China calls rocket launch “routine testing” of new technology

BEIJING (AP) – China said Monday the launch of a new spacecraft was just a test to see if the vehicle could be reused.

The launch involved a spacecraft rather than a rocket and was “of great importance in reducing the cost of using spacecraft and could provide a convenient and affordable way to tour humanity’s peaceful uses of space,” the spokesman said Foreign Ministry, Zhao Lijian.

China’s space program is led by its military and is closely tied to its agenda of building hypersonic missiles and other technologies that could change the balance of power with the United States.

“China will work with other countries around the world for the peaceful uses of space and for the benefit of mankind,” said Zhao.

Zhao’s comments on the August test came days after China sent a second crew to its space station. Their six-month mission will be China’s longest manned space mission upon completion, and the crew of three will set a record for most of the time Chinese astronauts spend in space.

In addition to its space program, China’s expansion into hypersonic missile technology and other advanced areas has been a cause for concern as Beijing increasingly asserts its claims to seas and islands in the South and East China Seas, as well as large territories along its disputed high mountain border with India.

China’s economic growth is slowing amid the slowdown in construction

U.S. State Department spokesman Ned Price declined to comment on the findings of the August test, but noted that the U.S. remains concerned about China’s expansion of its nuclear capabilities, including nuclear device delivery systems.

These developments underscore that, as noted earlier, (China) is deviating from its decades-long nuclear strategy based on minimal deterrence, “Price told reporters in Washington on Monday.

He said the US would date China over its nuclear capabilities and would continue to uphold US deterrence capabilities against threats to the United States and its allies.

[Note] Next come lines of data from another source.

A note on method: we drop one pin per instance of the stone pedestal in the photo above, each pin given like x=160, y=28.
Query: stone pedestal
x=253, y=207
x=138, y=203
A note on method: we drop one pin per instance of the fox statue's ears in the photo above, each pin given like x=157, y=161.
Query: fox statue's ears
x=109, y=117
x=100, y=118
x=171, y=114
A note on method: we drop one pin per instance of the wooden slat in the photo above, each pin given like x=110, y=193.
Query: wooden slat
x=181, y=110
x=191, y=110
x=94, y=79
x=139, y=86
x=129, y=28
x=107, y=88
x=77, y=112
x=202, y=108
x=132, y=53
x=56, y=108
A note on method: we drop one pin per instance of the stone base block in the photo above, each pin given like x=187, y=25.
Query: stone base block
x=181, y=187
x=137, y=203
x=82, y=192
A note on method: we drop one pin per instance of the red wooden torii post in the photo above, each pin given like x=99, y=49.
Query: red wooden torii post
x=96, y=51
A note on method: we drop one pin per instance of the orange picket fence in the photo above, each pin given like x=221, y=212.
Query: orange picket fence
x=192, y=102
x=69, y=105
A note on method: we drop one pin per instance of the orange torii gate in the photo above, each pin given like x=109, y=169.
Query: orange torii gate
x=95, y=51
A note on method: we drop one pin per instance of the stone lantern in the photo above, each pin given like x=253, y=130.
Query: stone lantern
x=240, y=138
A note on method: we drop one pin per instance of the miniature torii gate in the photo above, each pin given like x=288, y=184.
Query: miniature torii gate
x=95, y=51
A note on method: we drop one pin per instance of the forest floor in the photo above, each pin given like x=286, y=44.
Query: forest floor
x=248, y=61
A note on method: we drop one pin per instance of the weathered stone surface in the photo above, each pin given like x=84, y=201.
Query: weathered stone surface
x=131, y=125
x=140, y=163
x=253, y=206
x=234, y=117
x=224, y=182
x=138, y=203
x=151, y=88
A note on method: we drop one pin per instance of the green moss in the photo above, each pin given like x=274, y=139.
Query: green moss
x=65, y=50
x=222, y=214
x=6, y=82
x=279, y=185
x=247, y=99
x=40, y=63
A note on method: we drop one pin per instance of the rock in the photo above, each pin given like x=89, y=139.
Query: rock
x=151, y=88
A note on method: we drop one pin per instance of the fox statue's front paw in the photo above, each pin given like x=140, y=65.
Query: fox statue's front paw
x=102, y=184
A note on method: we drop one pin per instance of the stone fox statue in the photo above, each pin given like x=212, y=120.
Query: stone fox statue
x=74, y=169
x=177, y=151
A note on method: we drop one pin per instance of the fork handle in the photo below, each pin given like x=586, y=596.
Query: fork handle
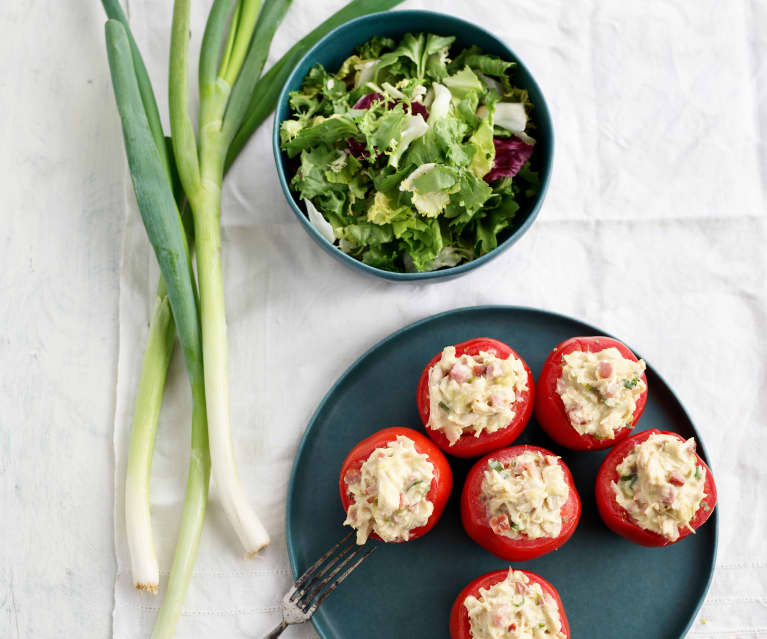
x=277, y=631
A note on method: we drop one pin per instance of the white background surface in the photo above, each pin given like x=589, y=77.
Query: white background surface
x=654, y=228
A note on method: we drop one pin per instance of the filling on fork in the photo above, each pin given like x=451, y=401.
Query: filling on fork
x=389, y=492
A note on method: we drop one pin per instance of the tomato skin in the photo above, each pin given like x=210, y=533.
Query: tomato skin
x=441, y=484
x=549, y=409
x=617, y=519
x=469, y=445
x=475, y=519
x=460, y=628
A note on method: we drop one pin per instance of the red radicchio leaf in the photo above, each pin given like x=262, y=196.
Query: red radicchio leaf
x=510, y=156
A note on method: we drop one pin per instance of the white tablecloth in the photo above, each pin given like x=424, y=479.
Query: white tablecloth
x=654, y=228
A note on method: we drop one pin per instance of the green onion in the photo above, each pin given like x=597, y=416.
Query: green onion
x=160, y=343
x=165, y=230
x=223, y=97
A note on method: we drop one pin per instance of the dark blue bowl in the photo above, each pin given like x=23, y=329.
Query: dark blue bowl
x=337, y=45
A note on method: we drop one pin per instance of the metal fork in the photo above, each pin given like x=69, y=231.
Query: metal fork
x=311, y=588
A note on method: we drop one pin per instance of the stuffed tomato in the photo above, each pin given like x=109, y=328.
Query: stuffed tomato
x=591, y=393
x=475, y=396
x=394, y=485
x=509, y=603
x=654, y=489
x=520, y=503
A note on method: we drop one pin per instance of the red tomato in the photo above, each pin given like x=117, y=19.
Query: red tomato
x=615, y=516
x=469, y=445
x=459, y=618
x=475, y=517
x=441, y=484
x=549, y=409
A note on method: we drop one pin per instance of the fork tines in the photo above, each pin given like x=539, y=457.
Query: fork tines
x=312, y=587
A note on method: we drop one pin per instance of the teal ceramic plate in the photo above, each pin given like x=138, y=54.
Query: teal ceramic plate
x=609, y=586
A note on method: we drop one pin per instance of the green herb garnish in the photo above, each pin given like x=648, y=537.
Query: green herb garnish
x=496, y=465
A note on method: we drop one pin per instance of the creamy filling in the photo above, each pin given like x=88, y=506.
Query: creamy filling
x=515, y=608
x=472, y=394
x=600, y=391
x=661, y=484
x=524, y=496
x=389, y=492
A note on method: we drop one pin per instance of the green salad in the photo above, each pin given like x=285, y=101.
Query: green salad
x=412, y=156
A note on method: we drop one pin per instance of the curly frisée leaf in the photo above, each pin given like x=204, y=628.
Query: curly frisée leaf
x=430, y=186
x=398, y=154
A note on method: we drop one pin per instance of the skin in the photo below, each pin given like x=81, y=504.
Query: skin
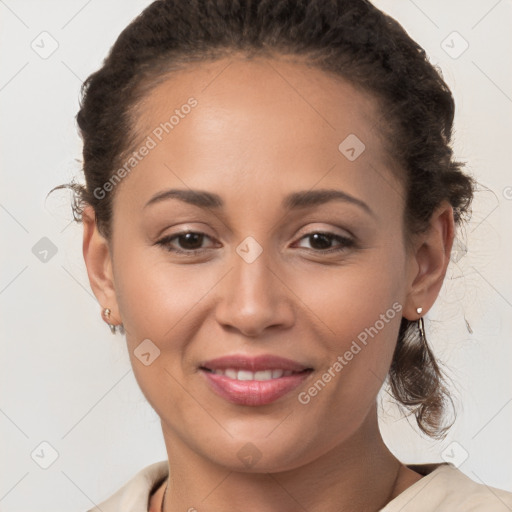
x=264, y=128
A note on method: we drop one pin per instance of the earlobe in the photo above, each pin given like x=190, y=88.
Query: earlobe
x=98, y=261
x=431, y=259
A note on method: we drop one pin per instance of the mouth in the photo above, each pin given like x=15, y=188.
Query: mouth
x=261, y=375
x=257, y=381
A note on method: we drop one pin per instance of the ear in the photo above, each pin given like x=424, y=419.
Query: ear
x=429, y=261
x=98, y=260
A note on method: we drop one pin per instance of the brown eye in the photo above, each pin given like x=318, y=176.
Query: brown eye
x=188, y=242
x=321, y=242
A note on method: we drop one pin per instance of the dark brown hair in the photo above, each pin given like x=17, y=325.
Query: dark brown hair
x=350, y=38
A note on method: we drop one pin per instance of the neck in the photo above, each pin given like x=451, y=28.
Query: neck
x=359, y=473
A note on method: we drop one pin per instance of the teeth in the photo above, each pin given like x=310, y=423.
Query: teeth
x=261, y=375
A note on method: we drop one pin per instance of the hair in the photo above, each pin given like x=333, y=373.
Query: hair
x=351, y=39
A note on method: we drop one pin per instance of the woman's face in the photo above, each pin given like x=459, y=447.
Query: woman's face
x=264, y=137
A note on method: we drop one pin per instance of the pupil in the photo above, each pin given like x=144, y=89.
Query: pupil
x=191, y=240
x=320, y=237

U.S. ally Japan, one of China’s major regional rivals, said it would step up its defenses against a new Chinese offensive weapon.

In this photo released by the Xinhua News Agency, the Shenzhou-13 manned spacecraft will be launched on a Long March-2F launcher from the Jiuquan Satellite Launch Center in northwest China’s Gobi Desert on October 16, 2021. (Li Gang / Xinhua via AP)

Chief Cabinet Secretary Hirokazu Matsuno called it a “new threat” on Monday that conventional devices find difficult to deal with. He said Japan would increase its detection, tracking and shooting capabilities of “any airborne threat”.

China appears to be speeding up the development of hypersonic nuclear weapons to gain attack capabilities that can break through missile defenses, Matsuno said.

He criticized China for increasing its defense spending, particularly on nuclear and missile capacities, without explaining his intentions.

“China’s rapidly expanding and increasing military activity at sea and in the air has become a major security problem for the region including Japan and international society,” said Matsuno.